Il vantaggio di cui Meloni continua ad avere nei confronti degli avversari politici è evidente anche in chiave europea. La segreteria del Pd, Schlein, è alle prese con l’ennesima spaccatura interna. Una buona parte del partito, compreso Prodi e quasi tutte le donne con ruoli di rilievo, le chiedono di rinunciare alla corsa di giugno. E il fatto che il Pd non sia annoverato dai politologi tra i partiti padronali, ma tra quelli ancora assembleari e dunque suscettibili di continue tensioni interne, non basta a giustificare la situazione di grande difficoltà della segretaria. Schlein oltre al cruccio-Bruxelles è alle prese con altri nodi tutt’altro che facili da sbrogliare, come la questione dei diritti civili o delle due guerre. Non solo, ma Schlein non può non sapere che l’elettorato italiano non ne può più dei dottor Tentenna.

Ma la sfida di Meloni – che riguarda sì l’Europa, ma che avrà giocoforza ricadute per gli equilibri politici italiani – è rivolta ovviamente anche all’altro competitor dell’opposizione: Conte. Il leader dei 5S sostiene che la scelta di non candidarsi alle europee è etica perché non vuole infinocchiare gli elettori con un’elezione e la successiva rinuncia, in ciò evitando la conta con la Schlein per il primato elettorale a Sinistra.

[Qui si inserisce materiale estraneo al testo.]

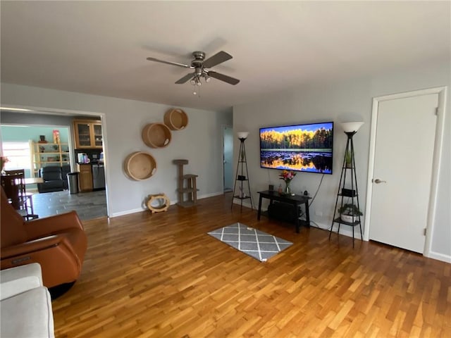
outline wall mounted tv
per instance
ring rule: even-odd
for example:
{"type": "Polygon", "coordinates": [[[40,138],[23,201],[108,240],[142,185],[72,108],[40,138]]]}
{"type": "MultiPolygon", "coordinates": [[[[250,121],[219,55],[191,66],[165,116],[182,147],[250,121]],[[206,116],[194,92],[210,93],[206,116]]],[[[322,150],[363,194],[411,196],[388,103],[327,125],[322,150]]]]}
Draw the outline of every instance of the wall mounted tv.
{"type": "Polygon", "coordinates": [[[333,122],[260,128],[260,166],[332,174],[333,122]]]}

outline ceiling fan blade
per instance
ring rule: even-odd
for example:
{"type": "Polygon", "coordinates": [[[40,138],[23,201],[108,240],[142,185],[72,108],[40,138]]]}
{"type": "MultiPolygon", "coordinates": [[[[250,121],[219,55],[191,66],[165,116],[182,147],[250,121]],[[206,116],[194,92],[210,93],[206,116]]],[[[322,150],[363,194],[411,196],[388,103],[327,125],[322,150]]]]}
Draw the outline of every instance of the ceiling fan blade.
{"type": "Polygon", "coordinates": [[[225,82],[230,83],[230,84],[237,84],[240,80],[238,79],[235,79],[235,77],[231,77],[228,75],[225,75],[224,74],[221,74],[221,73],[216,73],[213,71],[209,71],[208,73],[209,76],[211,77],[214,77],[215,79],[221,80],[221,81],[224,81],[225,82]]]}
{"type": "Polygon", "coordinates": [[[190,74],[187,74],[178,81],[175,81],[175,83],[178,84],[181,84],[182,83],[185,83],[188,80],[191,80],[195,75],[195,74],[196,74],[195,73],[190,73],[190,74]]]}
{"type": "Polygon", "coordinates": [[[204,68],[211,68],[211,67],[218,65],[219,63],[222,63],[227,60],[230,60],[233,56],[228,53],[226,53],[223,51],[221,51],[218,53],[216,53],[211,58],[207,58],[202,63],[204,68]]]}
{"type": "Polygon", "coordinates": [[[184,67],[185,68],[192,68],[190,65],[184,65],[183,63],[178,63],[177,62],[165,61],[163,60],[160,60],[159,58],[147,58],[147,60],[149,60],[149,61],[156,61],[156,62],[161,62],[161,63],[167,63],[168,65],[178,65],[179,67],[184,67]]]}

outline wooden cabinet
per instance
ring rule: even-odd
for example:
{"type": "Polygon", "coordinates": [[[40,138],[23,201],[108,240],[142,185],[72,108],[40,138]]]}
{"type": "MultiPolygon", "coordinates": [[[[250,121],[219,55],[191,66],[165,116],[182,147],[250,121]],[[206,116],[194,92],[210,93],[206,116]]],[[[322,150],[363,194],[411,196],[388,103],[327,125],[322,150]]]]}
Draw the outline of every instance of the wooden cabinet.
{"type": "Polygon", "coordinates": [[[33,177],[38,176],[39,170],[46,165],[70,165],[69,144],[67,143],[32,142],[32,162],[33,177]]]}
{"type": "Polygon", "coordinates": [[[78,187],[81,192],[92,192],[94,189],[92,182],[92,169],[90,164],[78,164],[78,187]]]}
{"type": "Polygon", "coordinates": [[[76,149],[102,149],[101,123],[96,120],[74,120],[76,149]]]}

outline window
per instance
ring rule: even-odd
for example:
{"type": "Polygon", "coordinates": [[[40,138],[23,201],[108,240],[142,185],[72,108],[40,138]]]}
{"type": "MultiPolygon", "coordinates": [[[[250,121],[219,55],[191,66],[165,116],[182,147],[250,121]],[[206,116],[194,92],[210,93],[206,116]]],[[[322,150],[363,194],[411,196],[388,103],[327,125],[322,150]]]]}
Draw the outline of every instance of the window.
{"type": "Polygon", "coordinates": [[[30,143],[3,142],[3,156],[8,158],[5,170],[31,169],[30,143]]]}

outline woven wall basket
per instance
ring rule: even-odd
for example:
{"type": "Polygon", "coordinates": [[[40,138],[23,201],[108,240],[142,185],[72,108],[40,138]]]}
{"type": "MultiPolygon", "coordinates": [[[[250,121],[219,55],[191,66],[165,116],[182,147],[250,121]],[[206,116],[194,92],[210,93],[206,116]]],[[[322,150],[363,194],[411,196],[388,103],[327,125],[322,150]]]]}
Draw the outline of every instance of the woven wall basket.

Meloni a gonfie vele, dunque. Anche, si diceva, all’interno della sua maggioranza con un Salvini sempre più in difficoltà, costretto ad accelerazioni improvvide e Tajani che dovrà fare i conti con la fame di quel 4% di consensi inseguito da Matteo Renzi. Entrambi dovranno pescare più o meno nello stesso elettorato, fatto salvo forse quel pezzo di Pd sempre più distante dalla linea di Sinistra del partito e che cerca una collocazione più riformista rispetto a FI. Per l’ex premier (ma con lui mai dire mai…) si tratta dell’ultima chiamata: la sua sarà una campagna elettorale contro le presunte sconfitte internazionali di Meloni. “L’unica vittoria è quella di Coppa Davis”, ha ironizzato.